INCREASED funding for early learning and childcare should attract more workers into the expanding sector, a Shetland Islands Council committee heard on Tuesday.
Combined capital and revenue funding is set to expand by £6.63m by 2021/22 according to a multi-annual package announced by the Scottish government last month.
But the education and families committee was also warned parents and carers would be frustrated as the service will have to rein back its plans for an extra £1m revenue spend this financial year, as it has only been allocated £388,134.
As a result of the updated “strategic delivery plan” the number of modern apprenticeships in care delivery is restricted to two this year instead of the planned five but will be expanded again in following years.
A trial of the government’s plans for 1,140 hours of early education and childcare at Urafirth is set to continue as are trials at Whiteness, Dunrossness and Burra Playgroup.
Brae High School early years is set to join the programme whose full implementation by 2020 has been rolled back a year as a result of the funding settlement.
Committee chairman George Smith said it was a “huge piece of work” and that he was “delighted” with the funding, but there would be difficulty meeting expectations before 2020.
According to children’s services quality improvement manager Audrey Edwards the offer of the forthcoming 35 hour-per-week child care should enable the council to take on some of the pool of HNC early learning and child care qualified students emerging from Shetland College.
These had often drifted away in the past owing to the lack of full-time contracts.

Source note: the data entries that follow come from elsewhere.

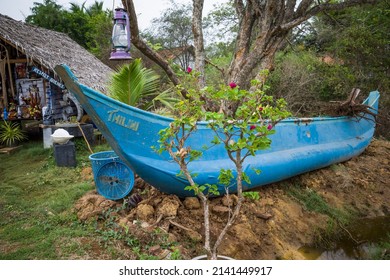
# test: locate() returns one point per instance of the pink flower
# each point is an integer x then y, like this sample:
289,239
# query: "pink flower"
232,85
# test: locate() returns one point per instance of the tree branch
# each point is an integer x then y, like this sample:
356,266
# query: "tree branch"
197,30
303,12
140,44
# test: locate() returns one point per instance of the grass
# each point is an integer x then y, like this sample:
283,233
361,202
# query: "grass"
314,202
36,202
37,218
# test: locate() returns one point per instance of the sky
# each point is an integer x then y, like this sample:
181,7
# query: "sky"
146,9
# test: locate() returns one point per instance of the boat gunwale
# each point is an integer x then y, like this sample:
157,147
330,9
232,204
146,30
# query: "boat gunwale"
149,114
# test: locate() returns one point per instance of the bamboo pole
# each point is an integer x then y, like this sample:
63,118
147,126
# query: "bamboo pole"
85,138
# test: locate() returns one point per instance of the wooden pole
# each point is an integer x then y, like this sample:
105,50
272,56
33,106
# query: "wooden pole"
85,138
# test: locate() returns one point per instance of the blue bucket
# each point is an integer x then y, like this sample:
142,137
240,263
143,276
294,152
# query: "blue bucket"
100,159
113,178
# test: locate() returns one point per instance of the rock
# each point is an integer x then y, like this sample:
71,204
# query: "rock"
191,203
230,200
168,207
221,209
145,212
194,236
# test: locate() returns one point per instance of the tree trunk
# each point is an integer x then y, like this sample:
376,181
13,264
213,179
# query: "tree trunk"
197,30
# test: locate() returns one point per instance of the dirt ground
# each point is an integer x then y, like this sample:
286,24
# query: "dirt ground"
273,227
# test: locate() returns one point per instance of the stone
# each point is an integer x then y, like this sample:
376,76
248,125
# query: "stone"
191,203
145,212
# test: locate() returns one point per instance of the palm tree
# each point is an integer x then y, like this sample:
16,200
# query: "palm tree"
138,86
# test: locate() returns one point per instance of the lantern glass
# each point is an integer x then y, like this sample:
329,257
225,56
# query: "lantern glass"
119,36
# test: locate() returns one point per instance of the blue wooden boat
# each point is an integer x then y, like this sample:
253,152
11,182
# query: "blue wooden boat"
299,145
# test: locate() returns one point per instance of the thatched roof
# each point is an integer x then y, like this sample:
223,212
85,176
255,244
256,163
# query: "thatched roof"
50,48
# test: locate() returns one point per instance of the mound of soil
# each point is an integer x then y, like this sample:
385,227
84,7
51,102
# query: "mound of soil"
273,227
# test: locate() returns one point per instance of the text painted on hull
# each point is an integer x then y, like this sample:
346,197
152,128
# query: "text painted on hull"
114,117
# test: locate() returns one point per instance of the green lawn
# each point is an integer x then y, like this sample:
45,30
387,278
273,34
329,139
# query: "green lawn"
36,202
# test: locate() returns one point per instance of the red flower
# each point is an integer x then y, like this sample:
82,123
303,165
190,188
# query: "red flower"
232,85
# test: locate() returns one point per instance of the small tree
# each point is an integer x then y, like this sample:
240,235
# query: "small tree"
242,133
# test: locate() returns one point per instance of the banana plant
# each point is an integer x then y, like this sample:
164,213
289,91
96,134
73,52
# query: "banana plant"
138,86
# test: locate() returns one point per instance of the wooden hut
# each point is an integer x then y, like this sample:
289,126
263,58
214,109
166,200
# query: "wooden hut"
29,87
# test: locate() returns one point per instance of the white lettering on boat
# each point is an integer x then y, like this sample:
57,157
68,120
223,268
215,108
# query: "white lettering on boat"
116,118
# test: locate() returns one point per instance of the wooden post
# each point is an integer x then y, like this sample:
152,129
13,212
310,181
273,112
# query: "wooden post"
3,82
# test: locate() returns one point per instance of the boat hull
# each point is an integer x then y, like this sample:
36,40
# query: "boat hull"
298,146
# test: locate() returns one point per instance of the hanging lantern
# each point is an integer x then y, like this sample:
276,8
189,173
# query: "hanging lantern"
121,35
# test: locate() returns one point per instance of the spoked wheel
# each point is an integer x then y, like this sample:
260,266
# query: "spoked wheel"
114,180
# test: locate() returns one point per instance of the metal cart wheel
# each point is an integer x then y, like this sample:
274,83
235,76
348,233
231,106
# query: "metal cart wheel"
114,180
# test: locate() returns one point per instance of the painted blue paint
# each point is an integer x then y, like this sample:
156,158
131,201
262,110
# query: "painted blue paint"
298,146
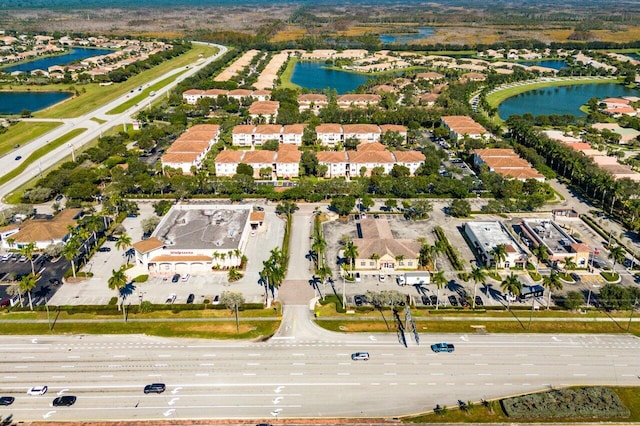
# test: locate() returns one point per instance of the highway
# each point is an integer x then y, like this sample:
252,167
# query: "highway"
288,377
94,129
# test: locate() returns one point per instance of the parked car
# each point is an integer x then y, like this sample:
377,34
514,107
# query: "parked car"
360,356
37,390
64,401
6,400
155,388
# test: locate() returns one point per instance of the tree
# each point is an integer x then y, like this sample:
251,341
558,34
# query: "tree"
28,283
617,254
511,285
499,254
552,283
117,282
460,208
27,251
233,300
439,280
478,275
351,252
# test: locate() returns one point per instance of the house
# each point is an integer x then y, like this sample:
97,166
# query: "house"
379,251
312,101
337,163
264,109
329,134
288,161
357,100
460,126
226,162
242,135
485,237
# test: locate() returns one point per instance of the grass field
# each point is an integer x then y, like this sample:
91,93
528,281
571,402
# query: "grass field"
91,96
39,153
23,132
498,97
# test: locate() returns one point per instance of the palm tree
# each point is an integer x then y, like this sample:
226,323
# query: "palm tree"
351,252
541,254
511,285
27,284
616,253
27,251
478,275
499,254
439,280
118,281
551,283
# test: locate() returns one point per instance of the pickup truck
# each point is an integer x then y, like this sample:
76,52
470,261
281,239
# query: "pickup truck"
442,347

The current pattern of job availability had led to a “peerie bit of a patch work” of jobs, Edwards said.
Chairman George Smith said that there were “potential opportunities down the line” but there was a “slight disappointment” that the modern apprenticeships had been put on hold.
There were also plans to bring some career progression into the care service with the creation of a senior practitioner post.
Committee member Martin Tregonning warned that Scottish government plans to hive off auditing duties to local authorities could lead to an unhealthy situation of the council monitoring its own child care personnel and practices.